Funk was quite heated in his remarks about Schacht. He said further that Schacht was a man who was personally ambitious, in contrast to himself, who was never ambitious. Schacht lacked loyalty and would be on any winning side, he said. As for Schacht’s assertion in his testimony that had he, Schacht, been finance minister at the time of the great anti-Jewish actions of November 1938, they would not have taken place, Funk was scornful. “As I said on the stand the other day, if Schacht could have prevented those things, the anti-Jewish measures, he was more powerful in the party than I was. But the things which led up to those measures, and the necessity for my issuing such orders, which in a sense protected what little rights the Jews had, were they not born in the economic program which Schacht, not I, started?”

I asked him why, then, if he recognized the evil therein, did he accept, and continue until the very end, the wrongs that Schacht had conceived? “At that time there was no thought of atrocities and it is in retrospect only that I see — anyone can see — the beginning of these anti-Jewish economic measures were in Schacht’s time.”

I shuffled through the transcript pages of cross-examination by Mr. Dodd. I had marked certain passages about which I wanted Funk’s comments. On one occasion Dodd asked Funk if he had been making economic plans for a war against Poland more than a year before war started. Funk had replied that he didn’t know, and that he could not remember. Then the court presented a speech of Funk’s in October 1939 saying that his ministry had been secretly planning Germany’s economic preparation for war. Funk had answered it finally by admitting the statement, but said that it had not referred to a specific war against Poland, but any war. Funk now commented: “Well, what could I say? Naturally war was in everyone’s mind. Preparations for a war were our main concern because of Hitler’s driving such hard bargains. We wanted to be
prepared. Because Hitler was relentless. He would go on and on, and we thought he would get away with it. But to be prepared for a possible war was only sensible. But that is not the same as saying I prepared secretly economically or otherwise for a war with Poland for a year before the war.”

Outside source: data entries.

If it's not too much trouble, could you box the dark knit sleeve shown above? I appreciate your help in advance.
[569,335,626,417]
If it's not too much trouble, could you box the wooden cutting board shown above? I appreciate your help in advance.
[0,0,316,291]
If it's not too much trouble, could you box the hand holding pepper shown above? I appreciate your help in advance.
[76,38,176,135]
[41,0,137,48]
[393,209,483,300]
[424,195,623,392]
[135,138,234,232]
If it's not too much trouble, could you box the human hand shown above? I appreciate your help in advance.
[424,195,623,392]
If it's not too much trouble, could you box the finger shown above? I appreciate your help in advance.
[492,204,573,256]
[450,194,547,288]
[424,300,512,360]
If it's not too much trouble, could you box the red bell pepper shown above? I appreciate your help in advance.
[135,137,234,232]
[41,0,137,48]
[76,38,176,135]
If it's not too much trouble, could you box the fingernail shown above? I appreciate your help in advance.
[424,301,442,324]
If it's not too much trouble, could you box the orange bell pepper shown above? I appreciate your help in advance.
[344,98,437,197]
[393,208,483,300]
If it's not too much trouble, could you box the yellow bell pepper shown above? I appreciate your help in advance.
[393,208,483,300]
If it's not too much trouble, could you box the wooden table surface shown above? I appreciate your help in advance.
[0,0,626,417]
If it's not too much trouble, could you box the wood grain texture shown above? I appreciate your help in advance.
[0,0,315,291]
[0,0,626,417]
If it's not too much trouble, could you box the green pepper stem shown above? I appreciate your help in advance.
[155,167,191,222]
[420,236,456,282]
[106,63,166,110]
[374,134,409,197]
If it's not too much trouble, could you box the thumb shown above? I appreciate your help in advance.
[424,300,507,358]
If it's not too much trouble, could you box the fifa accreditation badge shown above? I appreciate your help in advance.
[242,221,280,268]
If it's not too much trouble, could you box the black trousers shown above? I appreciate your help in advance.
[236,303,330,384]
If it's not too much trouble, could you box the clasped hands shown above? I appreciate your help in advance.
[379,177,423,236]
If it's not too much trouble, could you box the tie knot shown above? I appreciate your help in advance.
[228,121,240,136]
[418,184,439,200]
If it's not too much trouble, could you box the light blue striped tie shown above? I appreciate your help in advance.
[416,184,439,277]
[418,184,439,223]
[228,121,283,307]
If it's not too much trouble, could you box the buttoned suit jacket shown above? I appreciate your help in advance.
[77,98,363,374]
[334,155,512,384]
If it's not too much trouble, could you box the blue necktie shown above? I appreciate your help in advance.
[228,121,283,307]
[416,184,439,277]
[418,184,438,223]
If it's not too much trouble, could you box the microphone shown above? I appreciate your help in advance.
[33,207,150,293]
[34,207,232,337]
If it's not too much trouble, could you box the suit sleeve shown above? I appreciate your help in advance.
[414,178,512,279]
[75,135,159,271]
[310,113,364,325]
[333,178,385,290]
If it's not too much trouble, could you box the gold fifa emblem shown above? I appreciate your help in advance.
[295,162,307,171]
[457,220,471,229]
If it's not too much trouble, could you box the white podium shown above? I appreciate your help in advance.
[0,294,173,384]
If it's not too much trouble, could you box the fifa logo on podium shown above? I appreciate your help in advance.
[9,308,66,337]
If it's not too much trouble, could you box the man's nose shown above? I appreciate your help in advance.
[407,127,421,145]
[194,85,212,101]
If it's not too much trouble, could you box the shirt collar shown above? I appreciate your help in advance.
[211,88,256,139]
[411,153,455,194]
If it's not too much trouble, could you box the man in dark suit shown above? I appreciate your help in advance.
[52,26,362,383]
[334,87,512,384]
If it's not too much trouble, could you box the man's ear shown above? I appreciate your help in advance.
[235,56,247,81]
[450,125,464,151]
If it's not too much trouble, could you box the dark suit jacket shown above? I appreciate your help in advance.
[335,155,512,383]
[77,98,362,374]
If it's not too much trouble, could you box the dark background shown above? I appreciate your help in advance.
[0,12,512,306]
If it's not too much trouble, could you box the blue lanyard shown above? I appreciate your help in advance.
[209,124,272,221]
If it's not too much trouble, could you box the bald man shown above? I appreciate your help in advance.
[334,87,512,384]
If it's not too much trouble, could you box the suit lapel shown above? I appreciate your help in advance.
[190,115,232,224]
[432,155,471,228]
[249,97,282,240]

I remarked that actually what it amounted to was a statement to the effect that for a year he did prepare secretly for war. Again Funk repeated that he said a lot of things for public consumption which were for propaganda purposes. Actually he had made no preparations, and not against Poland at any rate. “It was not against any country in particular. It was to ensure our economic life in event of a war. That could be done by any minister of economics in any land. But I don’t deny and haven’t denied in court that the direction of our foreign policy was so strenuous, and false, that a war could be expected even a year before it occurred. So I had to be prepared.”

We then went on to Dodd’s important questions regarding the gold in the Reichsbank. Here Funk began to walk up and down the cell. I said that if he preferred, we should cut off this interview; that all I wanted was his psychological reactions to the matters, and my purpose was far from conducting a review of the cross-examination. “Surely go on, it is very nice to have company. I just feel better with my bladder if I walk a bit. If you don’t mind. It also helps me to think clearly. That was one trouble on the stand. I had to sit there and answer important questions and half the time I had a feeling to urinate.” Funk smiled.

I asked him for his feelings about Dodd’s evidence that he knew about the SS deposits of gold dentures, eyeglass frames, personal property of Jews and other concentration camp victims who had been exterminated. Funk had a woebegone expression as he began. He stammered a bit, and he did not look at me directly but walked up and down the cell, preoccupied. “Quite as I said, and I was speaking the absolute truth, from the bottom of my heart. My God, if I had known such things!” I interrupted to ask, yes, if he had known such things, what would he have done? He did know of the actions against the Jews in 1938, felt they were criminal, but what had he done then? At that point Funk seemed crestfallen. “I am a German patriot,” he began, “as I’ve said, and I think in time of war nobody should desert his post. Country right or wrong, that was not invented by the Germans but by the British. But if I connected the gold deposits of the SS with the extermination program, or
even with robbing of Jews of their possessions unlawfully, I would have refused the deposit in the Reichsbank.” I asked him if that were all he would have done, merely refused them a storage house? “I mean I would have gone to Hitler and protested in the strongest terms. But I had no idea where this SS gold was coming from.” I asked him where in God’s name he thought such merchandise could possibly come from. Surely people weren’t donating their gold dentures or eyeglasses. “People might die naturally and it might come that way, or it might come from pawnshops or something. Extermination camps were not even in my mind.”